Erfahrungsbericht vom Amazonas LPT: Herr Strohschein, wie viele Expeditionen haben Sie schon gemacht? Ich war mit „Biosphere Expeditions“ auf den Azoren, im Oman, in Namibia und zuletzt zwei Wochen am Amazonas in Peru. Was haben Sie dort gemacht? Wir haben z. B. protokolliert, wie viele Jaguare und Primaten im Reservat leben. Das ist nicht so einfach, wie man denkt! Die Tiere im dichten Wald zu finden erfordert ein bisschen Übung. Wie läuft ein Tag im Camp ab? Um sechs Uhr gibt es Frühstück, dann bricht man in kleinen Gruppen zur ersten Tour auf. Mittags stärkt man sich im Camp.
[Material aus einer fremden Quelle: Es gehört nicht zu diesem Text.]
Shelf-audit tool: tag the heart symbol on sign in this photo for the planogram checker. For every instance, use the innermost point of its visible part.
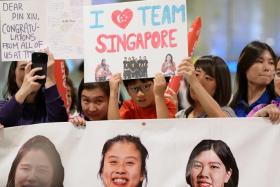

Nach einem zweiten Trip ist dann um fünf Uhr „Feierabend“. Wen trifft man da im Team? Leute aus der ganzen Welt. In Peru habe ich mit einer Verkäuferin aus Manchester, Medizinstudenten aus Antwerpen und einem Paar aus Australien zusammengearbeitet. Eine bunte Truppe! Warum Expedition statt Urlaub? Man bekommt einen spannenden Einblick in Tierwelt und Forschung. Und die Wissenschaftler profitieren, weil plötzlich 40 statt zwei Augen neugierig den Dschungel absuchen. Was war Ihr Highlight? Eine Python kreuzte einen halben Meter vor meinen Füßen den Weg. Ein komisches Gefühl. Wenn Sven Strohschein nicht auf Expedition ist, arbeitet er als Schiffsmakler in Hamburg.